6. Case Studies, Quantitative Benchmarks, and Implementation Examples

Empirical studies systematically compare model–brain alignment at the representational and behavioral levels, using metrics such as RSA correlation values, encoding/decoding accuracy, variance explained, and effect sizes from targeted interventions. Examples include:

• RSA between CNN layers and inferotemporal cortex population responses (correlation ≈0.8 for late layers) (He et al., 2024).
• Lesion studies: ablation of functional units in LLMs sharply increases or decreases behavioral task scores, mapping to in vivo lesion and inactivation results (Lindsay, 2023).
• Mixed selectivity and superposed codes in transformers directly mirror population coding principles found in prefrontal cortex recordings (He et al., 2024, Parga et al., 2022).

ANNs trained to model complex tasks—object recognition, working memory, context-dependent decision-making—exhibit emergent computational motifs (line attractors, context gating, bump attractors, trajectory manifolds) directly comparable to those observed in single-unit and population-level cortical recordings (Parga et al., 2022). Implemented using standard frameworks (e.g., PyTorch), with code structures and parameterizations tailored for biological realism (sparse/Dale-constrained connectivity, spiking dynamics), these models provide a computational microscope for dissecting neural algorithms (Yang et al., 2020).

7. Challenges, Recommendations, and Future Directions

As scaling continues, analysis at all three of Marr’s levels—computation/behavior, algorithm/representation, and implementation—remains essential (He et al., 2024). Practical guidelines emphasize matching the analysis level to the neuroscientific question, combining behavioral benchmarks, representational analyses, and circuit interventions. Model architectures are increasingly heterogeneous, incorporating diverse artificial neuron types, with ongoing efforts to build neuroinformatics infrastructure for catalogue and comparison (Fan et al., 2023).

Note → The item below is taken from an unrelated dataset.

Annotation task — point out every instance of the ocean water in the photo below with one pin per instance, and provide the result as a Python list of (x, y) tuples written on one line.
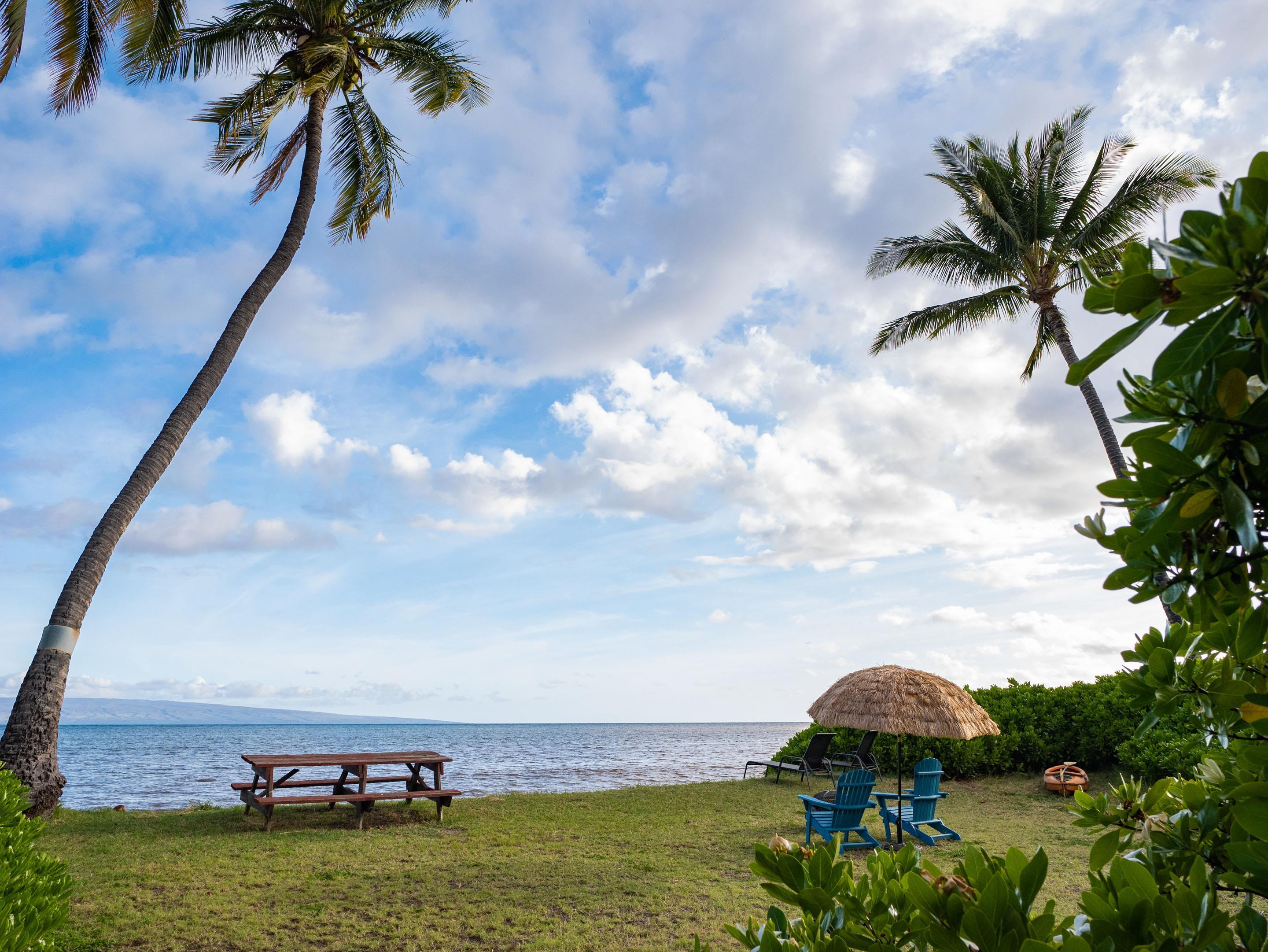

Open problems include scaling interpretability and alignment techniques to billion-parameter models, integrating temporally resolved neural data, bridging developmental phases of representation formation, and disambiguating multiplexed codes (He et al., 2024, Kar et al., 2022). Systematic, pre-registered testing of neuroscience tools on ANNs is advocated to empirically calibrate mechanistic understanding and drive next-generation analytic methodology (Lindsay, 2022).

Artificial neural networks thus offer neuroscientists a laboratory for mechanistic, scalable, and testable hypotheses—enabling a deepened convergence between biological and artificial intelligence through shared mathematics, architectures, and analysis paradigms.